Veterans and Chronic Pain


Veterans Experience More Pain

Veterans are more likely to develop severe, chronic pain than general public. Veterans have greater exposure to both physical trauma and psychological stress-- conditions that compound pain.  Pain is often more complex among Veterans than for others because of the severity of physical and emotional trauma experienced in combat.  Complex pain requires comprehensive treatment.

Addiction to Prescription Opioids

In 2014, the VA came under a great deal of public scrutiny for treatment delays and service quality issues. The over-prescribing of addicting opioid medications was one of the criticisms about quality of care rendered to veterans treated for chronic pain.

In an article entitled "The enemy at home: Veterans addicted and dying from VA pain pills", WTHR Eyewitness News Indianapolis (4/25/14) reported "Military records and independent studies obtained by 13 Investigates show many returning veterans received staggering amounts of powerful narcotics to treat their physical and emotional wounds. Veterans and military insiders are now coming forward to expose the Department of Veterans Affairs' flawed and dangerous pain management program."

In response to concerns about opioid prescribing, In 2014, the VA launched a Opioid Safety Initiative, described as a multi-faceted approach to reduce the use of opioids among Veterans using VA health care and to improve the quality of life for the hundreds of thousands of veterans suffering from chronic pain.

For those veterans who have become addicted to prescription opioids, access to pain management may be more difficult than for those without addiction.
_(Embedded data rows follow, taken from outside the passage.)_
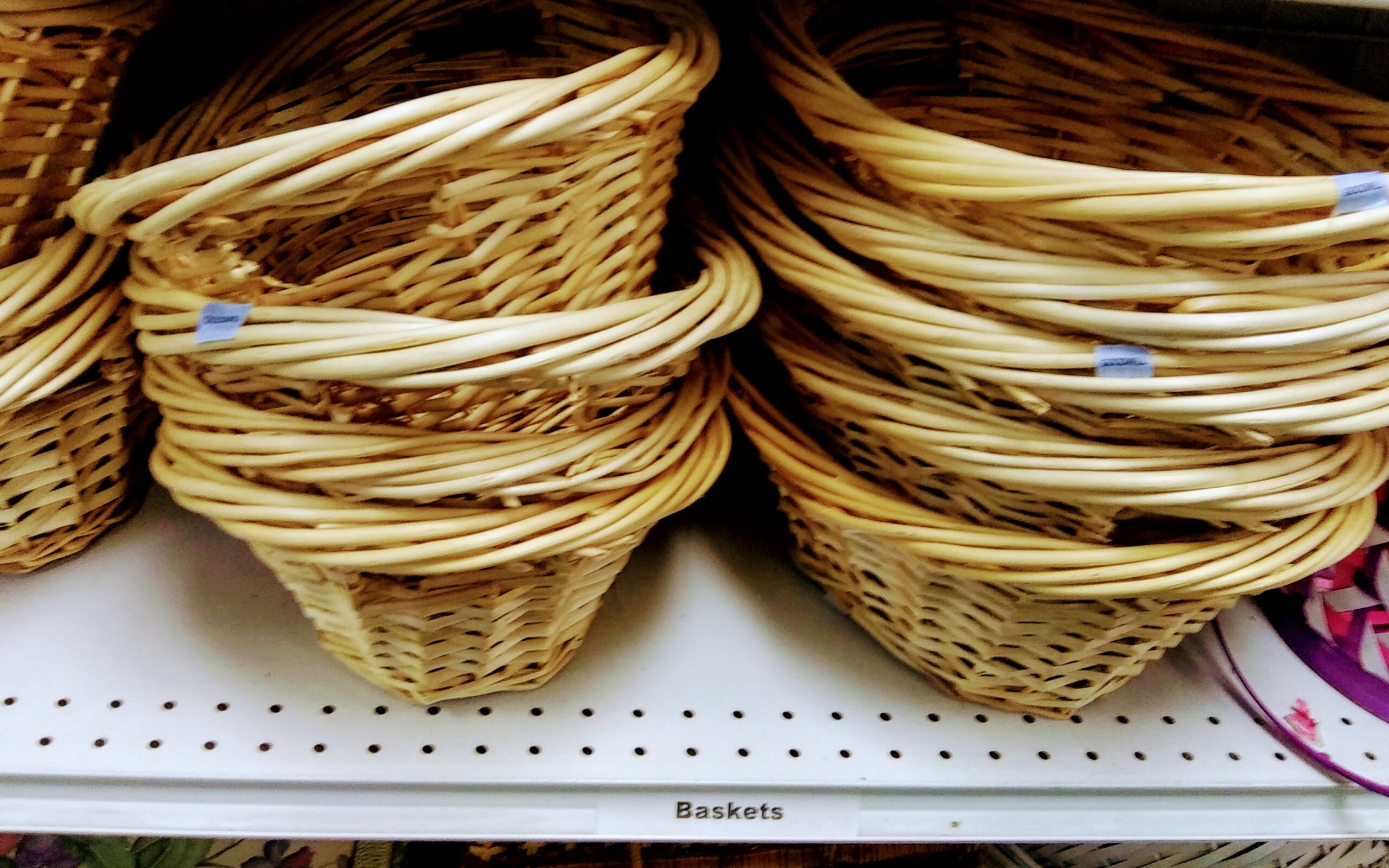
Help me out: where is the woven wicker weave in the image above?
[151,390,731,703]
[72,0,722,422]
[760,311,1389,543]
[0,0,160,573]
[983,840,1389,868]
[732,382,1375,717]
[718,136,1389,444]
[759,0,1389,265]
[0,344,146,573]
Unfortunately, some veterans who misused or abused drugs, find themselves "cut off" from their medications without access to needed integrated pain-addiction treatment.
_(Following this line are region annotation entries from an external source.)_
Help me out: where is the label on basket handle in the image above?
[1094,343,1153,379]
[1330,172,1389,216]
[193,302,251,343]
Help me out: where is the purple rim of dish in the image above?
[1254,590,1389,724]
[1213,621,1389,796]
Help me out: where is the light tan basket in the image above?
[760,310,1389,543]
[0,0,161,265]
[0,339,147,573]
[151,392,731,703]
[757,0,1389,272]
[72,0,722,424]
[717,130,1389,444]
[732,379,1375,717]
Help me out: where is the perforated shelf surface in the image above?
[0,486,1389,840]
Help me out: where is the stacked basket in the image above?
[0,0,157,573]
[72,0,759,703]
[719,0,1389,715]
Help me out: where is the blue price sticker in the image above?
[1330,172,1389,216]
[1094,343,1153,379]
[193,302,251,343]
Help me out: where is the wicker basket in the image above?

Opioids in Combination with "Benzo's"

Many veterans receive prescriptions for both opioids and benzodiazepines (e.g. diazepam, alprazolam, clonazepam).  This is NOT a good combination; current treatment guidelines for pain management and psychiatric conditions advise against  benzodiazepines with opioids because of proven risks without any proven benefit.
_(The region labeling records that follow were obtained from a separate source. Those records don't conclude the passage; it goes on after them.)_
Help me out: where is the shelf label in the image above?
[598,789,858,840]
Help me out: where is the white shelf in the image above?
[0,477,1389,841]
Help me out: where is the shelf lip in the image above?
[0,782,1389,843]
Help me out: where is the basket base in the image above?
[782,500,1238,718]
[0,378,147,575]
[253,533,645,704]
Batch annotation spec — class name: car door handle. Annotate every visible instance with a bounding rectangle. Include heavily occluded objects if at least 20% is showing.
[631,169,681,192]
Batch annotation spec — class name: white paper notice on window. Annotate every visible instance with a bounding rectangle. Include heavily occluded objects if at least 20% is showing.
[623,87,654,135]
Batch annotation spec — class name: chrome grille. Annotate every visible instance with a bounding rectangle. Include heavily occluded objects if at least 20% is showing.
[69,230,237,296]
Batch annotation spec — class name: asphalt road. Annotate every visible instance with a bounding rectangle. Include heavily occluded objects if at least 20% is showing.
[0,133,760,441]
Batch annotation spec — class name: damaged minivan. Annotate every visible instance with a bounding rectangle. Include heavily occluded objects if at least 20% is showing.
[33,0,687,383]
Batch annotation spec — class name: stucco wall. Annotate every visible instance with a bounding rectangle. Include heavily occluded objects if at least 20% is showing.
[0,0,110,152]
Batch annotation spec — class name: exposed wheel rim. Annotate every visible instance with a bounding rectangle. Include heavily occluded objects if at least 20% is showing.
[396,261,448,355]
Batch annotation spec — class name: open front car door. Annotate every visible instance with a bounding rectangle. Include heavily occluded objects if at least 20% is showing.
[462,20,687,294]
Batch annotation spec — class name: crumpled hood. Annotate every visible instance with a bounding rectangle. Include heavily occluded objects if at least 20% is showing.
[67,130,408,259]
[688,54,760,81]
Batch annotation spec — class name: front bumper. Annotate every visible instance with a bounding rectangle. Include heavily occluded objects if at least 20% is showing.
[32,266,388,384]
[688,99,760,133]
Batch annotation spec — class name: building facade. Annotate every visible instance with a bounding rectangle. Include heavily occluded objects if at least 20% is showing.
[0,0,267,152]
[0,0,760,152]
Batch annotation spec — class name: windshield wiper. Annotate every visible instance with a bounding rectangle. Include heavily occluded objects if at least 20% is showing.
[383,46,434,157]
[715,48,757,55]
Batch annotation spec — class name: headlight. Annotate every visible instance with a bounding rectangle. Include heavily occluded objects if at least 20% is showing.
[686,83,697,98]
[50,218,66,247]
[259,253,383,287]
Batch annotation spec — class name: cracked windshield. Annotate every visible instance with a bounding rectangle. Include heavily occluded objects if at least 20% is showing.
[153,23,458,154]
 Benzodiazepines are NOT indicated for PTSD; according to the VA's National Center for PTSD (2013), about 30% of veterans treated in the VA system for PTSD continue to receive prescriptions for the benzodiazepines despite the fact that this treatment is inconsistent with the VA's own guidelines. Many of these same veterans receive opioid prescriptions for chronic pain, often from a different clinician, thus increasing the risk of injury and addiction.

The VA's Commitment to Improve Services

Most of the VA's pain management services are provided by primary care physicians; some are more knowledgeable than others as acknowledged by the Department of Defense/VA's Pain Management Task Force (2010)... "each medical provider's understanding and approach to pain management is unique and variable, as it is significantly influenced by each physician's academic medical training, mentors, cultural beliefs ,and personal experiences with pain. In addition, there is a lack of clear ownership of pain medicine by any one medical specialty." As noted above, there appears to be an overreliance on the use of opioids with the VA system.

Since addiction, chronic pain, and psychiatric disorders (e.g. PTSD) often overlap, good care requires coordination between the VA's medical, psychiatric, and addiction treatment services. This can a challenge at some VA clinics. The Pain Management Task Force (2010) acknowledged the need to improve services in detailed report with 109 recommendations and four (4) key steps toward achieving a "comprehensive pain management strategy that is holistic, multidisciplinary, and multimodal in its approach" 

For many veterans, access to evidence-based, multidisciplinary pain management remains a challenge. Relatively few veterans are able to participate in the VA's specialized inpatient or outpatient pain programs.

Consider these Action Steps

1) If you are addicted or think you may be become addicted, share your concerns with a family member or a friend. 

2) If you are worried about the medications you are taking, discuss this with your healthcare provider.

3) If you are receiving care both within and outside the VA system, encourage your providers to communicate. Integration of medical services is essential to quality care. Sometimes providers outside the VA system use addiction and mental health "confidentiality regulations" as an excuse for not communicating.  With your consent, information can and should be shared. You are in charge how much, when, and how often information is communicated.

4) Be informed about all the services available to you through the VA system especially its specialty pain programs.

5) Advocate for the care you need. Bring a list of your questions/concerns to each appointment.

6) If you completed any of the self assessment tests on this website, share the results with your healthcare provider.